# An introductory stars and bars problem

Yesterday a counting problem from my son’s math team homework gave him a little trouble. The problem went something like this:

There are 5 different types of fasteners and you need to buy 10 total. If you need to buy at least one of each, how many different ways can you do it?

First we talked about the problem and got their initial thoughts. Then I introduced the stars and bars counting idea:

Next I tried to go through a few more examples by changing the numbers a little. The main ideas seemed a little confusing to the boys and I’d hoped a few extra examples would help. Unfortunately things weren’t going so well.

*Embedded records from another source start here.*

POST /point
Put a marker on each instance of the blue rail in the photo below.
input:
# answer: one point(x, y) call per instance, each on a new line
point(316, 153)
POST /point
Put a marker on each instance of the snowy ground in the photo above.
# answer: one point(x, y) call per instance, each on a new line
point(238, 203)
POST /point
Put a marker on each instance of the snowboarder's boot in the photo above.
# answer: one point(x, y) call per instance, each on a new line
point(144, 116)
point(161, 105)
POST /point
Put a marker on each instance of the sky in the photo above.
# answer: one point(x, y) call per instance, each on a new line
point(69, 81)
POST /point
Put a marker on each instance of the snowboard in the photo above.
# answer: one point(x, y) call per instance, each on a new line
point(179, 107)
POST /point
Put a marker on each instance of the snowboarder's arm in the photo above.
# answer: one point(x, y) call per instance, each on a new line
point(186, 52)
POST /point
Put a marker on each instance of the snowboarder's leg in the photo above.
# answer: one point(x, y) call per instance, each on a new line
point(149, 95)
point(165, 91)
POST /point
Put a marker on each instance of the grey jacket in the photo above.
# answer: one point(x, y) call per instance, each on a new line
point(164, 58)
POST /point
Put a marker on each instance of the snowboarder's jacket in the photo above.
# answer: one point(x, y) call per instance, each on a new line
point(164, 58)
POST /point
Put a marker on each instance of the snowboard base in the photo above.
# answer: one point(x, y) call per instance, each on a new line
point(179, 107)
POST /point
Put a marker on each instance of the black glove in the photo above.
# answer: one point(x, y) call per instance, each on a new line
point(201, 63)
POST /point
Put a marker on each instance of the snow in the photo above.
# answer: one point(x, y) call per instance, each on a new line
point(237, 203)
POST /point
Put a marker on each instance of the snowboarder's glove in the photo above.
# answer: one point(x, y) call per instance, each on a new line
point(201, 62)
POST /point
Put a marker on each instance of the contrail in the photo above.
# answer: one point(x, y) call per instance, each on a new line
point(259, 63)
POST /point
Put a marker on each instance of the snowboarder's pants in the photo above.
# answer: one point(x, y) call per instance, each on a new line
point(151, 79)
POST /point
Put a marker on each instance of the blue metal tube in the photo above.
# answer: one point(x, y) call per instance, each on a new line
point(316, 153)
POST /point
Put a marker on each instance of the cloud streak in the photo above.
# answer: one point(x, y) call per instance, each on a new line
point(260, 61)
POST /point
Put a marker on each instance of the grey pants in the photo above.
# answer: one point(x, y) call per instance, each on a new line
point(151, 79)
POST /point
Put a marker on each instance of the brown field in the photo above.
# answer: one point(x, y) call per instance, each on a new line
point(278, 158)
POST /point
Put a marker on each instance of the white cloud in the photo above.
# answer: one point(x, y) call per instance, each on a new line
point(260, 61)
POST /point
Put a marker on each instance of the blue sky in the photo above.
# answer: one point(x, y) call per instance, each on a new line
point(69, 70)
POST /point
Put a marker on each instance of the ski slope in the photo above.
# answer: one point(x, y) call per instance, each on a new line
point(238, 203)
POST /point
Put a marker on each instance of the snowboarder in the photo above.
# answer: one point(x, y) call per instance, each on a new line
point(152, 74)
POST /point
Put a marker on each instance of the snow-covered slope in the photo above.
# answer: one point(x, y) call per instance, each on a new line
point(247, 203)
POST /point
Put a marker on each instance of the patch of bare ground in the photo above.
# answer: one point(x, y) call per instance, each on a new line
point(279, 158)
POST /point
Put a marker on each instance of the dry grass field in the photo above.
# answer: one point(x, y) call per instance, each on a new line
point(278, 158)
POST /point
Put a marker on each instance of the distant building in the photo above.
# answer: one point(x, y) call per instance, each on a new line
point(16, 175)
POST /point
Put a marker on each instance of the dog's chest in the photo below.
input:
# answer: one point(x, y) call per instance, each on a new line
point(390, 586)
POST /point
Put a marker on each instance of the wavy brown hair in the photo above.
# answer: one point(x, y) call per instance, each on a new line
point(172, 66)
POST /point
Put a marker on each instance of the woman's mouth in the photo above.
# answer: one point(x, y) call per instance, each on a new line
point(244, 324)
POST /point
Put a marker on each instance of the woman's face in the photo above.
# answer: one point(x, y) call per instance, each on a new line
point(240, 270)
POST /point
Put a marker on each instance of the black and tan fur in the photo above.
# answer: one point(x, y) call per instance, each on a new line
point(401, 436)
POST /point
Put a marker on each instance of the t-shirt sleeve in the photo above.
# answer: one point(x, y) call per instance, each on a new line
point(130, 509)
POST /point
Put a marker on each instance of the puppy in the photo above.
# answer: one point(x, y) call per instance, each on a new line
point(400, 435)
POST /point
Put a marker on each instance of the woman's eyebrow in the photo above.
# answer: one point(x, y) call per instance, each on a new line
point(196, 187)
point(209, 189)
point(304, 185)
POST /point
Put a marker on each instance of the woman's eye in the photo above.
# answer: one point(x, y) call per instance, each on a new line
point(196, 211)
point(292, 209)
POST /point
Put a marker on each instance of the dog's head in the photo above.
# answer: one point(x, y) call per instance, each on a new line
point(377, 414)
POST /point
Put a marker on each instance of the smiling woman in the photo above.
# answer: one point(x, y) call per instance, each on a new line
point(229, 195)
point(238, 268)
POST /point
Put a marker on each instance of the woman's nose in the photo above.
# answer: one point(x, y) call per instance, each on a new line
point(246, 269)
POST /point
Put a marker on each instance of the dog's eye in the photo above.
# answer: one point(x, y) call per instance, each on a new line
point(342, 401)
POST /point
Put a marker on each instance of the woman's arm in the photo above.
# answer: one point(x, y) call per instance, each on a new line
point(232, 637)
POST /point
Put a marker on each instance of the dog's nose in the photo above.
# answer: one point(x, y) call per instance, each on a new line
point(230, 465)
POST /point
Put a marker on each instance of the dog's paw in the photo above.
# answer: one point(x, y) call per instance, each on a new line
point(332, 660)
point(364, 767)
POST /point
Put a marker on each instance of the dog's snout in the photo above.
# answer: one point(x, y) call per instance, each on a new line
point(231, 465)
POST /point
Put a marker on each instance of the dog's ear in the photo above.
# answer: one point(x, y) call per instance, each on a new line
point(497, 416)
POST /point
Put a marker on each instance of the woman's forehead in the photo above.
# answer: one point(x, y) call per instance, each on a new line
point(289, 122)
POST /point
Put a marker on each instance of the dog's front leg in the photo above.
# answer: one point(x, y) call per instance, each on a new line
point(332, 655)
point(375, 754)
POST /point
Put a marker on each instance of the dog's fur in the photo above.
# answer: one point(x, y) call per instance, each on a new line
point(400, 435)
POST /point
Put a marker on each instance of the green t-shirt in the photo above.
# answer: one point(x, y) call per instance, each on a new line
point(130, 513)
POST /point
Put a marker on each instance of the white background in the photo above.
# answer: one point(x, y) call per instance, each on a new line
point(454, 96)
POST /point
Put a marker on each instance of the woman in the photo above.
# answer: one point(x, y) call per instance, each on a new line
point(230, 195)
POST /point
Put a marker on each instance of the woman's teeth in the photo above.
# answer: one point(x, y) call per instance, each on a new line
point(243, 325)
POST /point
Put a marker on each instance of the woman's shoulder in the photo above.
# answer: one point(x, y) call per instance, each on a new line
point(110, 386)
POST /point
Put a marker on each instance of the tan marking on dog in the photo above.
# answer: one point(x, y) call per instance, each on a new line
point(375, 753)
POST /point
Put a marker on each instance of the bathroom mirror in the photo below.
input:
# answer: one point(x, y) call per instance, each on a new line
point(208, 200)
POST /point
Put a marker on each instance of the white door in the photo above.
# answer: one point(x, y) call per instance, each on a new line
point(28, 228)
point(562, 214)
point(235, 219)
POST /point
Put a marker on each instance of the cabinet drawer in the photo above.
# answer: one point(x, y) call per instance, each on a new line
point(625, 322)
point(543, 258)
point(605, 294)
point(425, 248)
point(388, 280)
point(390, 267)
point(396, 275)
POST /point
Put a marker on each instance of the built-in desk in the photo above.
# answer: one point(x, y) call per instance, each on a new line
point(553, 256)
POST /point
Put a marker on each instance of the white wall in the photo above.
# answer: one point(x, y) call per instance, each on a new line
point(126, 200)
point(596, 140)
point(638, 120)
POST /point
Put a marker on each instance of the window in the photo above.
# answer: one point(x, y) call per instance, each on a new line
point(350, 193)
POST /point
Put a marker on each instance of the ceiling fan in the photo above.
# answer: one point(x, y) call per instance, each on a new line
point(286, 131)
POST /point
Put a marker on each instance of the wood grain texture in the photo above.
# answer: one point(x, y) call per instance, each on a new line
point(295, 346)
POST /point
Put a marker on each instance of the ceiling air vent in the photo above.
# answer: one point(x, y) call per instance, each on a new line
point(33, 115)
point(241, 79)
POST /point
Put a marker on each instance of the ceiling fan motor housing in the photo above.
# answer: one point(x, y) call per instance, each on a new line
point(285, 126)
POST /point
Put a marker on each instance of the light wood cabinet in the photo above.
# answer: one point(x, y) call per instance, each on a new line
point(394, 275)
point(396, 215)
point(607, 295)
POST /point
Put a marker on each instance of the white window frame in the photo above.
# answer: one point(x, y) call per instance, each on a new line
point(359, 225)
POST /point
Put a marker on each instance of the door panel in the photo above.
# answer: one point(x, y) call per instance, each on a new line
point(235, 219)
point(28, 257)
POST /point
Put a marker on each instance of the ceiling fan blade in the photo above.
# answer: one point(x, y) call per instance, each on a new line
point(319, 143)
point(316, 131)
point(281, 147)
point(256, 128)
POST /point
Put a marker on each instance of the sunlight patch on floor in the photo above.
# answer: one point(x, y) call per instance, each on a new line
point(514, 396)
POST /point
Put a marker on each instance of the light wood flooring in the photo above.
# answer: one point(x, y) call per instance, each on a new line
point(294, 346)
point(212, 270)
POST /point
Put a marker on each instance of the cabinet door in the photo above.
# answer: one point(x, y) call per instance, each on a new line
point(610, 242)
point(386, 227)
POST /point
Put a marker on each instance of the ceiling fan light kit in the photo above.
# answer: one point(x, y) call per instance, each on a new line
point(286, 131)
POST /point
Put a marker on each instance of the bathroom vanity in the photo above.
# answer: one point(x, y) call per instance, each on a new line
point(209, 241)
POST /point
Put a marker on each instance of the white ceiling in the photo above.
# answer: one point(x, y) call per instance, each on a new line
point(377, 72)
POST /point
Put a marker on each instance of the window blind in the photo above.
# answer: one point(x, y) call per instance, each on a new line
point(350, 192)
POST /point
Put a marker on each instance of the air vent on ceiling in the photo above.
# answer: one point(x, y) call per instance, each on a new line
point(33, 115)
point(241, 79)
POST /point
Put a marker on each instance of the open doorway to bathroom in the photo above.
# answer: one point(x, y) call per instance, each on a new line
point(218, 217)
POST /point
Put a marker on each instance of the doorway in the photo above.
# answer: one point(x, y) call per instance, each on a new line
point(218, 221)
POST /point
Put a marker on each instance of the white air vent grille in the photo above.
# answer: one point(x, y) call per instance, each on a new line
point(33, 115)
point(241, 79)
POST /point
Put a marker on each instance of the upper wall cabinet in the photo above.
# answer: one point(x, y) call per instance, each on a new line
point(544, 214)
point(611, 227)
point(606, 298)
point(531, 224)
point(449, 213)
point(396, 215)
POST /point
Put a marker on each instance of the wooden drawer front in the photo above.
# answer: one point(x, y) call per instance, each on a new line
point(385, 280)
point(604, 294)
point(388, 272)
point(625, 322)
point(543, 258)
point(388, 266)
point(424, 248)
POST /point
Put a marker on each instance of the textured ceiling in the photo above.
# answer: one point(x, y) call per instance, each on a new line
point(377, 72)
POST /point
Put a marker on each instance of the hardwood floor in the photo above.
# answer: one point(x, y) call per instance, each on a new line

The last example in the prior video confused my younger son, so I moved on to the next video to talk about that example in more detail. By the end of this example I hoped that the general idea had sunk in, but there was still a little confusion.

So, we talked through the problem a few more times. Now the ideas seemed to be sinking in. IF you have N groups of objects (in the original problem 5 fasteners) and you have to pick M total objects (in the original problem we were trying to pick 5 fasteners) you can represent the problem with M stars and N – 1 bars. So the total number of different ways to make the selections are (M + N – 1) “choose” M or, alternately, (M + N – 1) choose (N – 1).

Not all of our projects go super well. Here my mistake was thinking that I could introduce an advanced concept and the boys would immediately understand it. I feel like the ideas here are definitely within their grasp and will probably spend a bit more time this weekend covering the concept. Hopefully a few more examples will do the trick.